Digital Gap Between Education Challenges in Panama

Digital Gap Between Education Challenges in Panama

According to Martin Fuentes, coordinator of the National Human Development Report of the United Nations Development Program (UNDP) on the Isthmus, the results of the virtual classes in two years of confinement due to Covid-19 were not those expected: the pedagogical delay is greater than that country had before the pandemic.

Among the reasons for this reality, the expert pointed to the country’s significant gap in access to computers and the Internet.

Fuentes revealed that in the last six months of 2021, the percentage of use of laptops, laptops and tablets was very low, because if it barely reached 50 percent in the provinces of Panama and West Panama, in the rest of the demarcations and counties it was indigenous people not even exceed 10 percent.

He also saw advances in internet access through the purchase of data, but this made it difficult to be a permanent offering that the entire population could access.

The arguments of the UNDP expert confirm a study by the Educational Research Center of Panama (Ciedu), which says that in 2020 at least seven out of ten students in official schools did not have a computer at home, and four out of ten he had no internet too have home.

For its part, statistics from the Ministry of Education show that in 2020 about 10,643 students were not connected to the system; that is, 1.4 percent of the student population.

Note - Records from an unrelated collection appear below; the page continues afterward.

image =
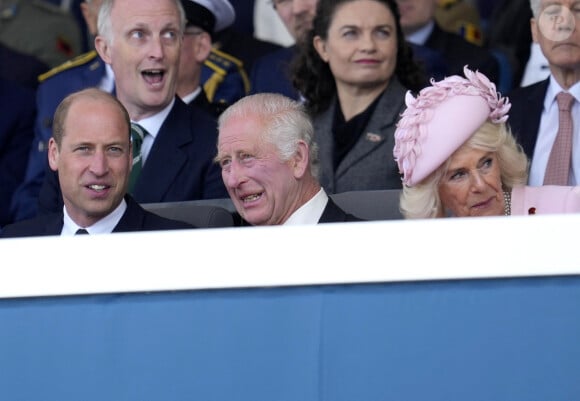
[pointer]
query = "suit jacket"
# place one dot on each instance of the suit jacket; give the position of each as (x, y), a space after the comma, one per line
(16, 133)
(179, 167)
(458, 52)
(82, 72)
(370, 164)
(526, 113)
(332, 213)
(271, 73)
(135, 218)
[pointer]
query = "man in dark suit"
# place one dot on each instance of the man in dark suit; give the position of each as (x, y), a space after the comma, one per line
(85, 71)
(534, 113)
(420, 27)
(178, 143)
(269, 164)
(91, 151)
(271, 73)
(16, 133)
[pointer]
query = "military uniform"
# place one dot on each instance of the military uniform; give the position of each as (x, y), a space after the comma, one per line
(85, 71)
(224, 78)
(41, 29)
(460, 17)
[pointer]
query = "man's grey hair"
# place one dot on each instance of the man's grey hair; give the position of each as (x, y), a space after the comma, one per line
(104, 25)
(285, 122)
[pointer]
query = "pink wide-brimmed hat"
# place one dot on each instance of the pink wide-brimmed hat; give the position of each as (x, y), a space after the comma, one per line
(441, 119)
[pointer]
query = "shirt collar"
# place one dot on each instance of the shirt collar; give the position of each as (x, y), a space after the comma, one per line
(103, 226)
(554, 88)
(310, 212)
(152, 124)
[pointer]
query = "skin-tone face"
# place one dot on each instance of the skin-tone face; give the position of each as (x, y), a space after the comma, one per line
(561, 48)
(297, 15)
(361, 48)
(415, 14)
(472, 184)
(264, 189)
(90, 11)
(144, 54)
(93, 160)
(194, 51)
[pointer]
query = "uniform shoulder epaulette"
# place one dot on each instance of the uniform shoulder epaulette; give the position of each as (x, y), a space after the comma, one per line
(75, 62)
(218, 55)
(222, 62)
(46, 6)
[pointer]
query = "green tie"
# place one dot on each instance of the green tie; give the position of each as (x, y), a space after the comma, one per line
(137, 135)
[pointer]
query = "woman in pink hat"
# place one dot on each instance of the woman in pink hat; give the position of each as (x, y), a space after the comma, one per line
(459, 158)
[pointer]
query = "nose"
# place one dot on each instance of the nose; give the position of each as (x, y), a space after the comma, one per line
(99, 165)
(156, 49)
(368, 42)
(233, 176)
(477, 182)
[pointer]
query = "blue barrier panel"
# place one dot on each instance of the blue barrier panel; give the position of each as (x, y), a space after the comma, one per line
(480, 339)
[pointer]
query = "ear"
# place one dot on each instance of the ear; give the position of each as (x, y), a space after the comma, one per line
(534, 29)
(300, 160)
(320, 47)
(203, 47)
(102, 47)
(53, 154)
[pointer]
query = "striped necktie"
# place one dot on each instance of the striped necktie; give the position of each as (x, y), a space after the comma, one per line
(558, 168)
(137, 135)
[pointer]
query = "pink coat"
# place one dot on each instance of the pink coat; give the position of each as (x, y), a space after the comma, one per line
(548, 199)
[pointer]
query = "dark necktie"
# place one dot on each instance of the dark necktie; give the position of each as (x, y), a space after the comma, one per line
(558, 168)
(137, 135)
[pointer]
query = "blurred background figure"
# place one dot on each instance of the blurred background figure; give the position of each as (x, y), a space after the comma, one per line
(353, 72)
(41, 29)
(541, 109)
(271, 73)
(204, 18)
(421, 28)
(16, 133)
(87, 70)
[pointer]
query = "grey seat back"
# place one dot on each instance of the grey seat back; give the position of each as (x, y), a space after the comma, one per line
(200, 215)
(370, 205)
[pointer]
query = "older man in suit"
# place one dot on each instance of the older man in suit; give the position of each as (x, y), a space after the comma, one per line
(85, 71)
(534, 117)
(91, 151)
(269, 163)
(141, 41)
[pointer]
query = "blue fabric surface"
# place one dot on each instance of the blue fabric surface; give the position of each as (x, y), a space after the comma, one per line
(508, 339)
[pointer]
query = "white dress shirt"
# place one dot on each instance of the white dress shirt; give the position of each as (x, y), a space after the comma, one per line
(310, 212)
(547, 135)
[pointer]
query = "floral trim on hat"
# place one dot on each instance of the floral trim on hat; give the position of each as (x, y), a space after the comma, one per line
(412, 125)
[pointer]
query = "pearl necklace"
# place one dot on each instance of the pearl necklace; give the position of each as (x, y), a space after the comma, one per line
(507, 203)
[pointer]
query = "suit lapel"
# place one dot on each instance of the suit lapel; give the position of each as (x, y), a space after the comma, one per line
(377, 131)
(531, 122)
(324, 139)
(165, 159)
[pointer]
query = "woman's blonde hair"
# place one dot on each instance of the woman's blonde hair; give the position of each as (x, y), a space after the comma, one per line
(423, 201)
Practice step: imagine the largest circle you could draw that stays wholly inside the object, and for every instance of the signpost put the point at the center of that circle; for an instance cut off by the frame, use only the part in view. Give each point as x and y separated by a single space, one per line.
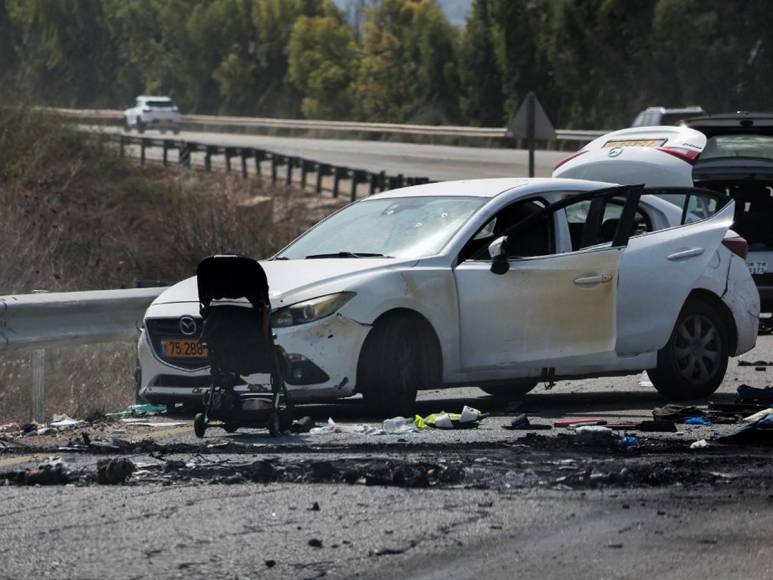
531 122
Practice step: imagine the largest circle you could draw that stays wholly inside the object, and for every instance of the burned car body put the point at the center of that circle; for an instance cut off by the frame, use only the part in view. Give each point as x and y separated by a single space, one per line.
396 293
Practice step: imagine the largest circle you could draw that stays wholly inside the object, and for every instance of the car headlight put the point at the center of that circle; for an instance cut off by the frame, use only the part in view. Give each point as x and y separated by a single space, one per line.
310 310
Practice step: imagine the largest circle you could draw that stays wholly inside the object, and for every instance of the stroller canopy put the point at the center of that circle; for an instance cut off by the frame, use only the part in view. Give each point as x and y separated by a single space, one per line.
232 277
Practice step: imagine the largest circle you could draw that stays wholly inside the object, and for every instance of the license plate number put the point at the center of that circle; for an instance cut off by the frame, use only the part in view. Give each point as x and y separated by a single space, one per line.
183 348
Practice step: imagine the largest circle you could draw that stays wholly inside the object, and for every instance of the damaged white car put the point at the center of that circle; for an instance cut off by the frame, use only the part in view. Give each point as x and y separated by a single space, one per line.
496 283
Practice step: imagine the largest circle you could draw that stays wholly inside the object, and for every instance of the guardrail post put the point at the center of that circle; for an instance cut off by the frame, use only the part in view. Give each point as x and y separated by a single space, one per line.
227 152
289 175
208 159
184 154
337 175
38 385
274 163
304 171
245 154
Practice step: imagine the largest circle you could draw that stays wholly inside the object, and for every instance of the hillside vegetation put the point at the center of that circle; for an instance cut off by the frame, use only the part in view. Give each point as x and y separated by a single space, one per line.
593 63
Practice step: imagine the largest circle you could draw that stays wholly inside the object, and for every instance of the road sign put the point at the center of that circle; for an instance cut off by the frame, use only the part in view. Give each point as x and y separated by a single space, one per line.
531 122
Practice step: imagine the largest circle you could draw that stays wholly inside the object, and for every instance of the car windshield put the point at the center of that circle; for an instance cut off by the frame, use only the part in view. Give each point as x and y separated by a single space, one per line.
405 227
738 146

The situation arose despite the fact that the institution launched the Ester platform and internet and mobile data plan that would benefit public sector students and teachers for free through the use of the social network WhatsApp and access to technological platforms , among other.

Andrés Millares, a member of the organization Jovenes Unidos por la Educación, explained in a forum on the subject held in Panama last week that of the 60 percent of children and young people who used mobile phones for study, 51 percent had to share the device.

He also stressed that all the problems education has been warned about are occurring in the country, including a growing dropout rate as one in five students is absent from classes at home due to economic problems.

At this meeting, the coordinator of the Multisectoral Permanent Council for the Implementation of the National Commitment to Education, Anayka de La Espada, called for the reduction of early school leaving and the technological divide in order not to lose the way to quality, inclusive and equitable education.